The Secrets of “SuperAger” Brains

“SuperAgers” 80 and above have distinctly different looking brains than those of normal older people, according to research done at Northwestern Medicine in Chicago and published January 28th 2015 in the Journal of Neuroscience. The study begins to reveal why the memories of these cognitively elite elders don’t suffer the usual ravages of time.

A release from the university notes that “SuperAgers” have memories that are as sharp as those of healthy people decades younger.  Understanding the unique “brain signature” of the “SuperAgers” will enable scientists to decipher the genetic or molecular source and may foster the development of strategies to protect the memories of normal aging people as well as treat dementia.

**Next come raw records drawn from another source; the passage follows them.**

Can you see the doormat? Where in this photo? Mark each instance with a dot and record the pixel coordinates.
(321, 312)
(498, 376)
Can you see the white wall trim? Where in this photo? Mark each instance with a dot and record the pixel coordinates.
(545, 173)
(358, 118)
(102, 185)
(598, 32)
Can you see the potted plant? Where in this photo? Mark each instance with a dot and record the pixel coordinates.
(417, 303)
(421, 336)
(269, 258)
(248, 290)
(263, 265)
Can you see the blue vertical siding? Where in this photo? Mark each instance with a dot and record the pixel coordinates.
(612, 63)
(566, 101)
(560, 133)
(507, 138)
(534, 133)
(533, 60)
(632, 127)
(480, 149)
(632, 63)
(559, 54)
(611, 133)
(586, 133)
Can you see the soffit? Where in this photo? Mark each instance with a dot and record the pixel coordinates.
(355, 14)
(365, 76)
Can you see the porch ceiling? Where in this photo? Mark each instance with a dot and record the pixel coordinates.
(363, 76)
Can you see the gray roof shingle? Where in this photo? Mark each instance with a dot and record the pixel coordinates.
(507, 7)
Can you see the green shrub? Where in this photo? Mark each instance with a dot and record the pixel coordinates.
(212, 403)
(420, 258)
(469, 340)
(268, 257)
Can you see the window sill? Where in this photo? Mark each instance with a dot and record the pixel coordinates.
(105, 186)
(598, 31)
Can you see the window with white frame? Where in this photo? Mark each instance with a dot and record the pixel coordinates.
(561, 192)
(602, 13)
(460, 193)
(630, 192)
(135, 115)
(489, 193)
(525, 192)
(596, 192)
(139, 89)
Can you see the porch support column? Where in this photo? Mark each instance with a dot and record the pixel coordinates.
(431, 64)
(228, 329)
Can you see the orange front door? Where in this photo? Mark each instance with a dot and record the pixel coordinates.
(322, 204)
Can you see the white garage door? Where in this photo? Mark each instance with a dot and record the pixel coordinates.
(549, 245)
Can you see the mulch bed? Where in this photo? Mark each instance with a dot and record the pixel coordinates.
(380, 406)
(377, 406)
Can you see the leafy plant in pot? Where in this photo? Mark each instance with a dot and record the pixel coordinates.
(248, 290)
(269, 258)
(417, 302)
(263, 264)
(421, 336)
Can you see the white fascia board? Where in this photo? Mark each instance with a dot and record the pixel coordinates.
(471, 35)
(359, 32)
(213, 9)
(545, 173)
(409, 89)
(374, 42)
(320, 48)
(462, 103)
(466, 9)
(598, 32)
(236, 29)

Cognitive “SuperAgers” were first identified in 2007 by scientists at Northwestern’s Cognitive Neurology and Alzheimer’s Disease Center at Northwestern University Feinberg School of Medicine. Their unusual brain signature has three common components when compared with normal people of similar ages: a thicker region of the cortex; significantly fewer tangles (a primary marker of Alzheimer’s disease) and a large supply of a specific neuron –von Economo — linked to higher social intelligence.

The release quotes Changiz Geula, study senior author and a research professor at the Cognitive Neurology and Alzheimer’s Disease Center, as saying, “The brains of the SuperAgers are either wired differently or have structural differences when compared to normal individuals of the same age. It may be one factor, such as expression of a specific gene, or a combination of factors that offers protection.”

The Center has a new NIH grant to continue the research.

“Identifying the factors that contribute to the ‘SuperAgers’’ unusual memory capacity may allow us to offer strategies to help the growing population of ‘normal’ elderly maintain their cognitive function and guide future therapies to treat certain dementias,” said Tamar Gefen, the first study author and a clinical neuropsychology doctoral candidate at Feinberg.

MRI imaging and an analysis of the “SuperAger” brains after death show the following brain signature:

1) MRI imaging showed the anterior cingulate cortex of “SuperAgers” (31 subjects) was not only significantly thicker than the same area in aged individuals with normal cognitive performance (21 subjects), but also larger than the same area in a group of much younger, middle-aged individuals (ages 50 to 60, 18 subjects). This region is indirectly related to memory through its influence on related functions such as cognitive control, executive function, conflict resolution, motivation, and perseverance.